From a chandelier that once belonged to King George II, to a dragon-inspired chair — which was one of late designer Yves Saint Laurent’s most treasured items — these are some of the world’s most expensive furniture pieces that have fetched millions at auctions.
(Featured image: Phillips)
A beautiful oak dining table by late Danish furniture designer, Peder Moos, broke the world auction record for a piece of Nordic design in 2015 — selling at a Phillips auction for around S$1.2million.
The one-off dining table was designed in 1952 for Villa Aubertin in Nakskov, Denmark, and features thin curved legs supported by wing-shaped braces.
Marc Newson’s Lockheed Lounge has been described as both sleek and flamboyant with references to futurism — with its unique shape that makes it look sensual and provocative. This was what landed it a starring role in Madonna’s 1993 Rain video.
The Lockheed Lounge has been featured in the permanent collections of major museums including the Vitra Design Museum, Weil am Rhein, and the Powerhouse Museum, as well as several private collections.

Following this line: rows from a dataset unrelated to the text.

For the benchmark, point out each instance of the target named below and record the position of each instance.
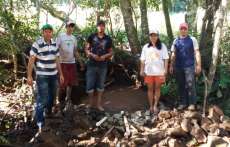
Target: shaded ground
(128, 98)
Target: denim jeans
(95, 78)
(46, 93)
(186, 85)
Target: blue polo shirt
(184, 49)
(100, 47)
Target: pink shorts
(154, 79)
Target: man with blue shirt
(46, 56)
(185, 63)
(99, 50)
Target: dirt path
(128, 98)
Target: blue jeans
(186, 85)
(46, 93)
(95, 78)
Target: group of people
(55, 67)
(185, 63)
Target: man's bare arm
(30, 70)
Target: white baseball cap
(153, 31)
(69, 22)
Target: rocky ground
(81, 126)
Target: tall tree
(144, 22)
(216, 44)
(131, 31)
(215, 50)
(191, 15)
(167, 20)
(206, 38)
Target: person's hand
(30, 80)
(198, 69)
(61, 79)
(102, 58)
(142, 73)
(82, 68)
(171, 69)
(95, 57)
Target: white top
(194, 41)
(67, 45)
(154, 60)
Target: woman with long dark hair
(154, 68)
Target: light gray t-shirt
(67, 45)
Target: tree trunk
(15, 62)
(217, 39)
(167, 21)
(191, 15)
(144, 22)
(131, 31)
(206, 38)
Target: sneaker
(181, 107)
(68, 106)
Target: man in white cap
(67, 45)
(185, 62)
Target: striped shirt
(46, 55)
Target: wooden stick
(101, 121)
(127, 129)
(205, 93)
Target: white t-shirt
(67, 45)
(194, 41)
(154, 60)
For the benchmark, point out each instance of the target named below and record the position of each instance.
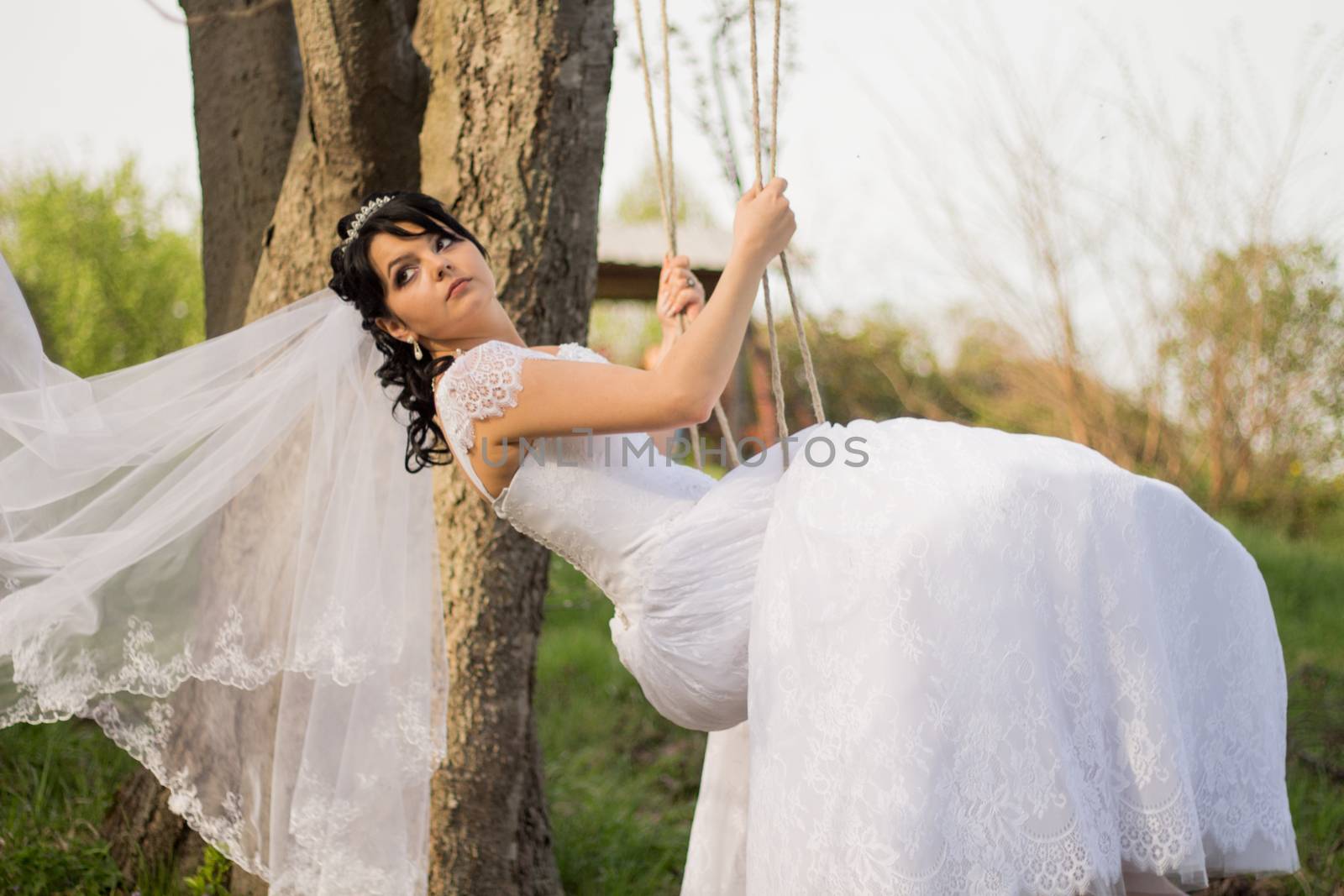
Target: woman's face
(420, 275)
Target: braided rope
(776, 383)
(667, 196)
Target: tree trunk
(248, 86)
(512, 144)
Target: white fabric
(219, 557)
(980, 663)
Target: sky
(891, 114)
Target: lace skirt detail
(999, 664)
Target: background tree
(108, 285)
(1257, 356)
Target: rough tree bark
(512, 143)
(508, 103)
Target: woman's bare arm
(564, 398)
(703, 356)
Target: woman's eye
(443, 242)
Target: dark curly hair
(355, 280)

The Dragon Chair by designer Eileen Gray sold for S$34 million in 2009 to Paris art gallery owners Robert and Cheska Vallois (who specialise in Art Deco items) — deeming itself as the most expensive piece of 20th-century furniture ever auctioned. The chair was owned by designer Yves Saint Laurent, who was a fan and collector of Gray’s work.

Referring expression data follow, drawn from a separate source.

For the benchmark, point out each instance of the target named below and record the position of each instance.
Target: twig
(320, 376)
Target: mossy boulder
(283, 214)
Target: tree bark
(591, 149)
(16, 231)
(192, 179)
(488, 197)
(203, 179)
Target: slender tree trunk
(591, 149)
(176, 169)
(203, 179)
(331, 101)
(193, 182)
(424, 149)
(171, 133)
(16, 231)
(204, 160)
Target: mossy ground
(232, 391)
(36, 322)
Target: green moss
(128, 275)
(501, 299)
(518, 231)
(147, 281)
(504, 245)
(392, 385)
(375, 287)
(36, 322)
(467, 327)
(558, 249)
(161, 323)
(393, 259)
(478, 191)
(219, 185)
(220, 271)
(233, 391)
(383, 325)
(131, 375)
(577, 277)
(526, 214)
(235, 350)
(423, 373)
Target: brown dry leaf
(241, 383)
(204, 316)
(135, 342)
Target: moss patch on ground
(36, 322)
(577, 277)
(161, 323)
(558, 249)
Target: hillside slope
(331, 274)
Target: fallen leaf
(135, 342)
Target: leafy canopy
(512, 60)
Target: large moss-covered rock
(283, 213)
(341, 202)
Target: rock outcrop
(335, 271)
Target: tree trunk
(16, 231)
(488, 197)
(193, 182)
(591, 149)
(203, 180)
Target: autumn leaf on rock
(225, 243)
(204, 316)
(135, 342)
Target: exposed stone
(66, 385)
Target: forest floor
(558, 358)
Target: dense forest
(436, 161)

The Dragon Chair features a sculpted wooden frame which was lacquered brown-orange and silver — along with two sculptural arm supports that are modelled as intertwined bodies of two dragons.

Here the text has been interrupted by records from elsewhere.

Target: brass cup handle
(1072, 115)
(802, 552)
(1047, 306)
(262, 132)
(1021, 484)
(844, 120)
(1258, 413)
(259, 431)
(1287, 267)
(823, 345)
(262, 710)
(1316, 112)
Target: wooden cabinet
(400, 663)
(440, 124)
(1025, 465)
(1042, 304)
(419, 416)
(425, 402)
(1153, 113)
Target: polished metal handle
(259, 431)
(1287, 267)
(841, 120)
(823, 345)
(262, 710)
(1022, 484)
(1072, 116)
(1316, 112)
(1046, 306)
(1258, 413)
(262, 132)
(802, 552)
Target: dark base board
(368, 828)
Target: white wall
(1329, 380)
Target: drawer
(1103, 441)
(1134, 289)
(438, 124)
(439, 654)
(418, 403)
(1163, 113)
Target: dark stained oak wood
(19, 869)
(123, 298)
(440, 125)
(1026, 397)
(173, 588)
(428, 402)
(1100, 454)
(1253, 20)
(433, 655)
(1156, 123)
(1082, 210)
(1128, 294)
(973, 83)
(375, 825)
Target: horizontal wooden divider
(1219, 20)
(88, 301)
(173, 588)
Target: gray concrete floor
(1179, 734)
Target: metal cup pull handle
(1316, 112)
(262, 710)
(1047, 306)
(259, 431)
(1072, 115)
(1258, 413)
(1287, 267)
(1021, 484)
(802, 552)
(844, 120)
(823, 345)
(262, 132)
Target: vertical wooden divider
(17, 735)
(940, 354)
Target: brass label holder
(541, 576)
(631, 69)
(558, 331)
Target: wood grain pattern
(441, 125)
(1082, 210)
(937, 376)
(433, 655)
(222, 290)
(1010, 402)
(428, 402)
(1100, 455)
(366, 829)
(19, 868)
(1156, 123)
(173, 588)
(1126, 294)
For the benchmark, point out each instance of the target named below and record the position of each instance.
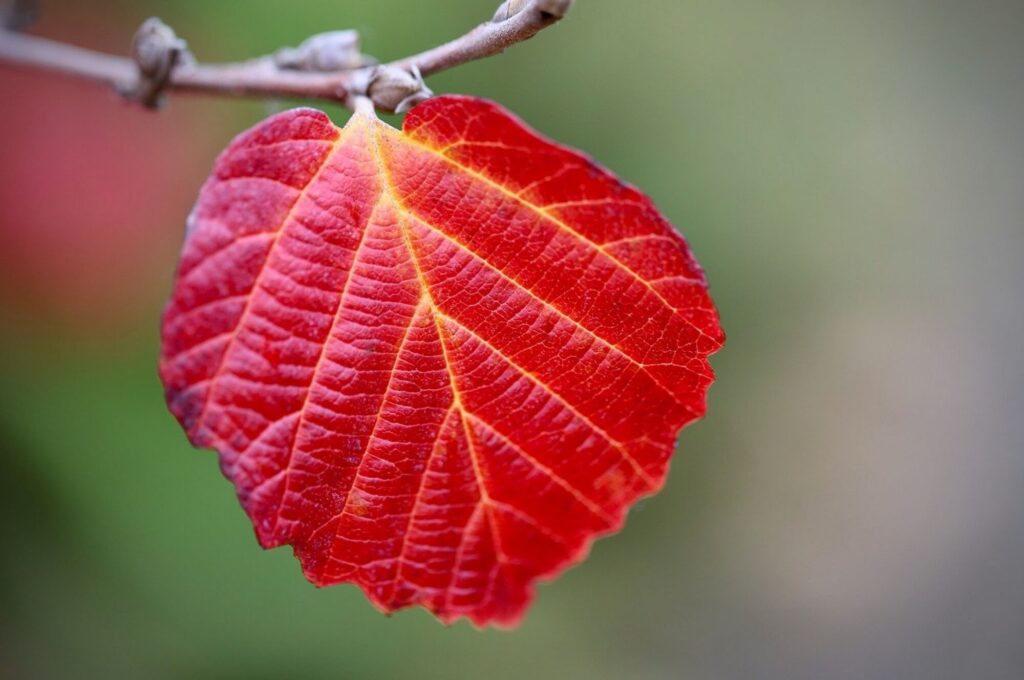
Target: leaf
(438, 363)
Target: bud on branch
(328, 66)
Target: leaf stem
(263, 77)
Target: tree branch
(390, 87)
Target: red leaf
(438, 363)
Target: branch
(161, 64)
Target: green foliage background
(849, 174)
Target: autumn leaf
(438, 363)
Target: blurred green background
(851, 175)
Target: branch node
(334, 50)
(156, 50)
(394, 89)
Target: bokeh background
(851, 175)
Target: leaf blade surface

The 18th-century Florentine ebony chest is truly a grand masterpiece, with its lavish adornments of amethyst quartz, agate, lapis lazuli, and other precious stones.
Once owned by Prince Hans Adam II of Liechtenstein who donated it to the Liechtenstein museum in Austria, the Badminton Cabinet was sold at a Christie’s auction for S$50 million. It was named after a country house in Badminton, Gloucestershire.
Sold at more than S$12.5 million at a Christie’s auction, the Givenchy Royal Hanover German chandelier by Balthasar Friedrich Behrens is the most expensive chandelier to have ever gone under the hammer.
The chandelier is crafted with acanthus fixtures and motifs of horses, lions and flowers, was was originally made for George II by legendary architect William Kent.
Believed to be crafted by English cabinet maker Thomas Chippendale, the Harrington Commode, a chest of drawers, sold for S$6.8 million at Sotheby’s in 2010 — more than three times its estimate. It is fashioned in gilt-lacquered brass, rosewood and tulipwood, and decorated with marquetry details.
The Harrington Commode also set the world record for the most expensive piece of English furniture sold at an auction, a title held by a George II Parcel-Gilt Padouk Cabinet-on-Stand, also attributed to Chippendale.